Pontegradella. Cacciatori che sparano alla selvaggina non distanti dalle abitazioni e residenti di Pontegradella allarmati dalla loro presenza che chiedono un intervento degli enti preposti, senza però ottenere soddisfazione. E’ quanto riferisce Stefania Corradini della Leal sezione di Ferrara, l’associazione che si batte per l’abolizione della caccia, riportando quanto accaduto il 27 ottobre e lamentando il fatto che i cittadijni della zona siano rimasti inascoltati.
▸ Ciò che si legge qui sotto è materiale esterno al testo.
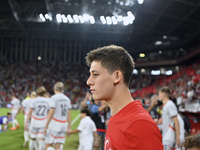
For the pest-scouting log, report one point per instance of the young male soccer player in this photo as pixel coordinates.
(4, 120)
(14, 111)
(25, 110)
(192, 142)
(59, 118)
(39, 108)
(87, 131)
(170, 125)
(131, 126)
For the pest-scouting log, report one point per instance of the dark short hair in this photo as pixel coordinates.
(192, 141)
(166, 90)
(86, 111)
(113, 58)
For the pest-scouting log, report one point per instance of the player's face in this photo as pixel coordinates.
(161, 95)
(100, 82)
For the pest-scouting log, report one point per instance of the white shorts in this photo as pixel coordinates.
(36, 132)
(169, 145)
(84, 147)
(55, 137)
(14, 113)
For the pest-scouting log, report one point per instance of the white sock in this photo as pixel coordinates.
(16, 122)
(36, 145)
(26, 136)
(61, 146)
(41, 145)
(31, 145)
(50, 148)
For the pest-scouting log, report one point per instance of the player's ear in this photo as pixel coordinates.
(117, 76)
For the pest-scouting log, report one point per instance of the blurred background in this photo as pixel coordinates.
(44, 41)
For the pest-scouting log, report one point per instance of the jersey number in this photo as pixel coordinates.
(63, 110)
(41, 110)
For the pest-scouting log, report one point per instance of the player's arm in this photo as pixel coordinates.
(69, 120)
(49, 117)
(177, 130)
(28, 116)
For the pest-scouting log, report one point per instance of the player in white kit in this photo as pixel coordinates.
(170, 125)
(25, 110)
(87, 131)
(59, 118)
(39, 108)
(14, 111)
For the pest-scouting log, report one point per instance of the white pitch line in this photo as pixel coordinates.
(75, 119)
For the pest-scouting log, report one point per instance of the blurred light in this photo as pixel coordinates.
(169, 72)
(103, 20)
(75, 17)
(142, 55)
(81, 19)
(59, 18)
(164, 37)
(86, 17)
(121, 3)
(119, 18)
(155, 72)
(135, 71)
(92, 20)
(8, 105)
(158, 43)
(42, 17)
(143, 70)
(109, 21)
(114, 20)
(140, 1)
(46, 16)
(64, 19)
(125, 21)
(69, 17)
(162, 70)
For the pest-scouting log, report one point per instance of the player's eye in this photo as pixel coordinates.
(95, 75)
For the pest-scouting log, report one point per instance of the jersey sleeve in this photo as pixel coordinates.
(69, 105)
(5, 120)
(172, 110)
(81, 125)
(52, 103)
(32, 104)
(142, 135)
(23, 103)
(94, 127)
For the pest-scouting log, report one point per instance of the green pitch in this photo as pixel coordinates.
(13, 140)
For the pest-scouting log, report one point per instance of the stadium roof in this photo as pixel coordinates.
(144, 25)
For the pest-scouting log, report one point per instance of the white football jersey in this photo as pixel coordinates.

“Fin dalle prime ore del mattino – racconta – alcuni cacciatori, appostati nel fossato di un campo agricolo retrostante alle abitazioni, da cui erano visibili a occhio nudo, hanno iniziato a sparare senza tregua, in ogni direzione la selvaggina si dirigesse per colpirla. Temendo per la propria incolumità, i residenti hanno telefonato agli enti preposti al controllo della caccia. Dall’ufficio caccia e pesca nessuna risposta. Le guardie zoofile hanno risposto di non poter intervenire e di chiamare la Polizia Provinciale o il 112. Il telefono della Polizia Provinciale è sempre squillato a vuoto più volte. Ha risposto alla chiamata il 112, promettendo di inviare qualcuno ma poiché dopo un tempo indefinito, riempito solo dai rumori assordanti degli spari, nessuno si presentava, si procedeva ad una seconda chiamata al 112, in cui si rassicurava che era stata avvertita la Polizia Forestale. Nessuno si è mai visto e gli spari continuavano come se fosse in atto una guerra”.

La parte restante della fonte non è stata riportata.